None of the measures reviewed included a sample of the target population in the development phase, which is important to evaluate comprehensiveness. As a result, the quality of measurement development was rated inadequate. Similarly, while assessment of reliability and measurement error was mentioned by some of the studies, little information was available to determine the quality of measurement properties for each individual measure.

A valid and reliable instrument tool to assess HIL may not only help to accurately measure an individual’s or population’s HIL level but can also provide ways of identifying vulnerable groups and guide the development and implementation of effective interventions to facilitate health system navigation, health insurance utilization and access. For example, deeper understanding of HIL could inform health insurance design and choice architecture to facilitate optimal health insurance selection (Barnes et al. 2019).

Given that existing HIL measurement tools are context-specific, further steps may require adaptation of current definitions of HIL, its conceptualization and operationalization according to specific health and health insurance systems. The McCormack et al. 2009 framework for HIL and the Paez et al. (2014) conceptual model for HIL might provide a foundation for measurement development and research in other contexts but should be adapted and instruments should be tested for validity.

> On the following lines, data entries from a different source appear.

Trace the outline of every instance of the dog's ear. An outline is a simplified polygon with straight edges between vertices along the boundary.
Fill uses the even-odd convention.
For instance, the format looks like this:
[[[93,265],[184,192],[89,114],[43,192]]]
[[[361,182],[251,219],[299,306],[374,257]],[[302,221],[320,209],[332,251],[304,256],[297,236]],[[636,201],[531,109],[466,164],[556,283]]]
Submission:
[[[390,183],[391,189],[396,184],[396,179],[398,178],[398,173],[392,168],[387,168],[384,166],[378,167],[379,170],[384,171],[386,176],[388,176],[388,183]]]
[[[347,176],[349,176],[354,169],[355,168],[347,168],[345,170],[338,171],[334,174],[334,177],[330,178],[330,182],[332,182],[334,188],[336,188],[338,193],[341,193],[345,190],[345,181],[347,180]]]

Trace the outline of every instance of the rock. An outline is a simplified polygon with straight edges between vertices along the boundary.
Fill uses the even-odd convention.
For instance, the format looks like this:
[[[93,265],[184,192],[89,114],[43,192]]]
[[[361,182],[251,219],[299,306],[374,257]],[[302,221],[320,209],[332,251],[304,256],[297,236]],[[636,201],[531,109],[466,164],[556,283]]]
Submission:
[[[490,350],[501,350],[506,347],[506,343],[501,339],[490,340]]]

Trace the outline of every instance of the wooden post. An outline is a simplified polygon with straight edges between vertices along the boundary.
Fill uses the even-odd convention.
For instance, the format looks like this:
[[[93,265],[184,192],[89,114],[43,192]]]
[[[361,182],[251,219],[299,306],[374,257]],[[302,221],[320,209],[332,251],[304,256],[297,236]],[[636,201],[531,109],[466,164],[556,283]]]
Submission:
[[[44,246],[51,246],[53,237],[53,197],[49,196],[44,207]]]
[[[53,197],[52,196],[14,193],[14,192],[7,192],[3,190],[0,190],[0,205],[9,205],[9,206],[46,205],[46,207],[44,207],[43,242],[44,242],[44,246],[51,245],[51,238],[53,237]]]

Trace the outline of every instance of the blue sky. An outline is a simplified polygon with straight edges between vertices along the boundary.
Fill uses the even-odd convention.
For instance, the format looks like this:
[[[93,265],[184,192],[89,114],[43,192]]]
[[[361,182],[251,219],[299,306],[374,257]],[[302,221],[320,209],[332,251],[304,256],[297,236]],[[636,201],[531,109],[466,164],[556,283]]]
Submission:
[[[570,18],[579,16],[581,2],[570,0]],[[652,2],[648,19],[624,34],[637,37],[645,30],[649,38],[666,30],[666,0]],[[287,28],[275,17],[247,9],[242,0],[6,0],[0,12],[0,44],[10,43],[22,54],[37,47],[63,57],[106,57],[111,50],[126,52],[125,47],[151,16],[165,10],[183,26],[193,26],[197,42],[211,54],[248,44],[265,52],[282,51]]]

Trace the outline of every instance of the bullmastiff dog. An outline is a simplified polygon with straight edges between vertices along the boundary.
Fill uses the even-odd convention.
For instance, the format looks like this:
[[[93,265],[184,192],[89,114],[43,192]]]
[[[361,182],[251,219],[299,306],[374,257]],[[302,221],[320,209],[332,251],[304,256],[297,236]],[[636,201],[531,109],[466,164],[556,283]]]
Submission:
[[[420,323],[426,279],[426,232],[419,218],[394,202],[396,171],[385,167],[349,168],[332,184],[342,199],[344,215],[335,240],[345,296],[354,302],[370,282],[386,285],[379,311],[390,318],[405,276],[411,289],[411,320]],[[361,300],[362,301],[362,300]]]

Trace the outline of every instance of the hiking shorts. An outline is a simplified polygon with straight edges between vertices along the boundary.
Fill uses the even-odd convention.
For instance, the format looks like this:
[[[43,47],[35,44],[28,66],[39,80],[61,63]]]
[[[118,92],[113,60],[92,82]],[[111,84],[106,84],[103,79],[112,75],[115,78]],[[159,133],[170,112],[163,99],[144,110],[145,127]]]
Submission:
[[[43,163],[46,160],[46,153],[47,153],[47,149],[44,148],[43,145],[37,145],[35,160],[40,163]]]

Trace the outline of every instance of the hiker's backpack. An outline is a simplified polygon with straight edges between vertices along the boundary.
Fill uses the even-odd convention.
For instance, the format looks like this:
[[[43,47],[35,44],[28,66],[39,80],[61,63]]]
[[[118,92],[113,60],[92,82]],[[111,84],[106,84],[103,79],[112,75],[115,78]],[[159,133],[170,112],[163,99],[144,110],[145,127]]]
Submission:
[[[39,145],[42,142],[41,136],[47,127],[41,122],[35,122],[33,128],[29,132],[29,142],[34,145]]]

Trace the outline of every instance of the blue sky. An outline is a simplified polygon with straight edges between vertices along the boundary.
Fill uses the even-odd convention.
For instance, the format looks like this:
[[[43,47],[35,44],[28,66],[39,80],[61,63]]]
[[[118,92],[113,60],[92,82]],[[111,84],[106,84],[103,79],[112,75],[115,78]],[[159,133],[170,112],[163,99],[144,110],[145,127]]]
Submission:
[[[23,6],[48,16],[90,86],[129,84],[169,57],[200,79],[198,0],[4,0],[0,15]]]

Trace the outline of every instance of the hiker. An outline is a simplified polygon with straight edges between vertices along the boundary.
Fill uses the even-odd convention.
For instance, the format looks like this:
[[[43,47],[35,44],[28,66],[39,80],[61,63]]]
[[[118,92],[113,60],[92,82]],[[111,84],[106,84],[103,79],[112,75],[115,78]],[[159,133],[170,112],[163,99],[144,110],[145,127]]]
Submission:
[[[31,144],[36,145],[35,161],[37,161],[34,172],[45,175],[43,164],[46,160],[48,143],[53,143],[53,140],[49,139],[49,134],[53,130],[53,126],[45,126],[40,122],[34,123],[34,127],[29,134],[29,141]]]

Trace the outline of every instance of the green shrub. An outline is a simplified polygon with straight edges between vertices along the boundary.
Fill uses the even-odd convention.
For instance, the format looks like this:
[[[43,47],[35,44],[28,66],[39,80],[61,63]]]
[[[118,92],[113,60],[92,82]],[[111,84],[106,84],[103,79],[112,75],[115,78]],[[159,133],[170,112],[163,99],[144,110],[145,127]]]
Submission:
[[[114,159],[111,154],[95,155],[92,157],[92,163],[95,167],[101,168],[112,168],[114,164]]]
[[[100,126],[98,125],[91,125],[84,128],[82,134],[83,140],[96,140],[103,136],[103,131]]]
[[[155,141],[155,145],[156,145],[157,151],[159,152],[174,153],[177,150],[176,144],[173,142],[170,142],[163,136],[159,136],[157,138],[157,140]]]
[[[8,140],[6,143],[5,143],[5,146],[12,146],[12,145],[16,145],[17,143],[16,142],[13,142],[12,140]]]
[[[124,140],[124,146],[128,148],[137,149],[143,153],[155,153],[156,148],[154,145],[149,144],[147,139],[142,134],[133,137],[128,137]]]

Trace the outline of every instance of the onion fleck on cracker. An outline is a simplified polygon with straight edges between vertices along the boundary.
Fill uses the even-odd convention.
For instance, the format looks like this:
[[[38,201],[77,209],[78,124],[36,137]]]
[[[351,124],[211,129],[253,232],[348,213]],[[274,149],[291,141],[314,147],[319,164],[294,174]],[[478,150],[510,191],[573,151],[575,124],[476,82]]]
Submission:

Also, there are currently not enough standardized measures that would allow assessing HIL across different contexts and health insurance systems. The translation and cultural validation of the HILM could represent a viable solution to further research on specific health insurance systems. However, some of its limitations are that it is a self-administered and self-reported instrument, which may bring respondent-bias and provide a subjective perception of one’s own HIL rather than an objective assessment of it.

There are some limitations to this systematic literature review. First, the search was restricted to studies or papers published in English that used quantitative or mixed methods instruments to assess HIL and related constructs. Therefore, some relevant instruments may have been missed. Second, even though the COSMIN checklist and guideline for systematic reviews is a valuable tool for the evaluation and critical appraisal of outcome measures, it was originally developed to assess the methodological quality of health outcome measures, and may not be ideal for evaluating instruments assessing HIL.